Behind Trump’s statement is the acknowledgement of both the continued imbalance of power in our world, and the injustice it creates. There is a reason Trump and his administration don’t recognise the sovereignty of the countries they attack, or even trade with. The USA has a long doctrine that their national security overrides anything else, including the security or well being of another nation. The underlying philosophy is of course, American exceptionalism: that the United States can do whatever it wants because it is God’s chosen (or at least, because it has the guns to do it). This is why the US sanctions and blockades Cuba, why the CIA and US military continue to intervene in Latin America (“Their” backyard), and why the Americans see no overreach in attacking Iran. They might wear one or mask over their imperial ambitions, but in reality the driver of American might is entitlement, that their wealth and weapons buy them the privilege to do as they please.
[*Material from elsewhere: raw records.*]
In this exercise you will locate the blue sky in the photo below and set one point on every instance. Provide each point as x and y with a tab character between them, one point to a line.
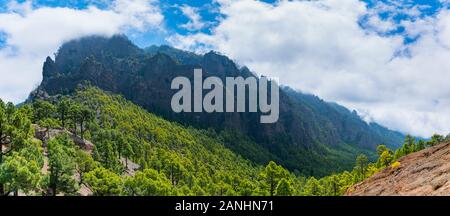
386	59
208	10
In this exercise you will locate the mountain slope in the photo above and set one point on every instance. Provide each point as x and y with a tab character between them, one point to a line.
423	173
310	137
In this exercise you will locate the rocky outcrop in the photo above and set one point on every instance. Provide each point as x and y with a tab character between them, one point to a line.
424	173
299	141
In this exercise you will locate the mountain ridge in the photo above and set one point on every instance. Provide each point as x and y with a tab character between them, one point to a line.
303	137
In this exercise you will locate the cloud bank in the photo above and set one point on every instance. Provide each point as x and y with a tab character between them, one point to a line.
322	48
34	33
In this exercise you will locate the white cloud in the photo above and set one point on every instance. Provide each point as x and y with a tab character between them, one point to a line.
34	33
195	20
319	47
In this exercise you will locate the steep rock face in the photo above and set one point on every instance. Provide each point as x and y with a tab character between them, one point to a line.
423	173
301	140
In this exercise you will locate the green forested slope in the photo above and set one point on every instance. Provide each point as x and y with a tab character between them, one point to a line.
137	153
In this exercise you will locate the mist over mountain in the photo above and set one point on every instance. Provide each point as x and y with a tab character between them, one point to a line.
312	137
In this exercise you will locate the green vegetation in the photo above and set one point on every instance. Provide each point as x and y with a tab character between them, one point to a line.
137	153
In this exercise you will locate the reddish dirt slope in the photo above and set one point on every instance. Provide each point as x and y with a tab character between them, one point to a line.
426	172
After all, the US has often snubbed its nose at international systems, having pulled out of the WHO, dragged its heels signing onto bans against civilian bombing and other war crimes, and informed the public it will bomb the Hague before it allows an American to be put on trial at the ICC. The Americans claim to be a nation apart, a shining beacon of liberty – but if that was ever true, it certainly isn’t now, because no country that values liberty or freedom would enable and support the oppression and disempowerment of others, borders be dammed.


The arrogance and entitlement of empires is going to make our planet unlivable before it raises us all out of poverty, or finds the time to feed all the hungry.
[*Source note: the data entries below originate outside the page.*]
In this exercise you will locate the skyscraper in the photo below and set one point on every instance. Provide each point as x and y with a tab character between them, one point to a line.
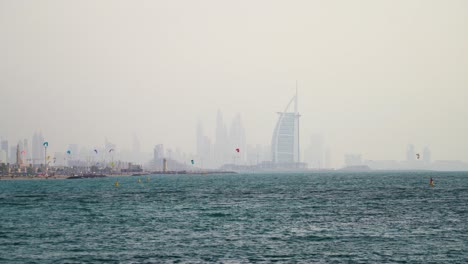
204	148
410	154
38	154
4	147
426	155
158	152
285	141
221	147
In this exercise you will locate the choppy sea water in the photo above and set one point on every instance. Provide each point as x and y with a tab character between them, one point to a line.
335	217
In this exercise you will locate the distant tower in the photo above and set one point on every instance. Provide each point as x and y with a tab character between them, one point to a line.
158	152
410	154
164	165
19	162
285	141
221	148
4	147
426	155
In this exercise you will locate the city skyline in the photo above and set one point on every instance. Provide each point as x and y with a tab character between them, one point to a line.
373	77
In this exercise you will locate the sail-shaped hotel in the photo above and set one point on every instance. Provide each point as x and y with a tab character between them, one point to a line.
285	142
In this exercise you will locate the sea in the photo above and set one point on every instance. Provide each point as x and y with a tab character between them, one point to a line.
310	217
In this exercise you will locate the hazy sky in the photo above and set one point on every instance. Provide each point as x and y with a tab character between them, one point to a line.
373	75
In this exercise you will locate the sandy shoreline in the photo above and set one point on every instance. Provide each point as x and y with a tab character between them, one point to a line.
55	177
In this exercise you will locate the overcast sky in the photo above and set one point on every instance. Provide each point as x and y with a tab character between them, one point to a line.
373	75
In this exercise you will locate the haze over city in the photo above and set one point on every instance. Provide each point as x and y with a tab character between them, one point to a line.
372	76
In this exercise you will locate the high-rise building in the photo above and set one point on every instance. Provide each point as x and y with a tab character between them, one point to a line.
12	156
285	141
221	147
410	154
204	148
4	147
38	154
136	150
426	155
158	152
However, Trump’s comments aren’t about America – it’s about the other wealthy nations and powers. After all, it’s “their” territory the US is involved in, and “their” resources being blockaded. The irony that the reason for that blockage is US foreign policy is of course, apparently lost on the American leadership. Why is it their territory? Because “it’s the place from which they get their energy.” According to the President of the USA, buying resources from another part of the world makes that place “yours” – a different leader better with euphemisms might have said it meant ‘national security’ or interests were at stake, but the meaning is the same. Why does the US bomb Iran? Maybe to help Israel. Maybe to expand their control over the world’s oil and minerals reserves. Or maybe just to remove a power that is unfriendly towards them: after all, almost every hostile country to the US has been hit by economic and military pressure since 2024. In reality though, all of these reasons are the same: they do it because they can, or at least they thought they could. And because the US is just an empire like any other, no matter what excuses they offer or lies they tell.

Behind the language of freedom and the promise of prosperity is a country founded on broken treaties, unjust exploitation and outright genocide. Far more of that prosperity depended on violence and death. Source.

We won’t have a just world, or a truly happy for humanity and the earth, until we break the binds of empires down and develop systems where people can be equal with one another. It might sound impossible or naïve, but I would argue the alternative is far less feasible. In the past two centuries we’ve seen world wars, genocides, and so much ecological damage it might cause irreversible harm to the planet. The arrogance and entitlement of empires is going to make our planet unliveable before it raises us all out of poverty, or finds the time to feed all the hungry. They think the world is theirs, but it isn’t. It belongs to all of us, and we need to bring about a system that recognises that fact, one teaspoon of sand at a time.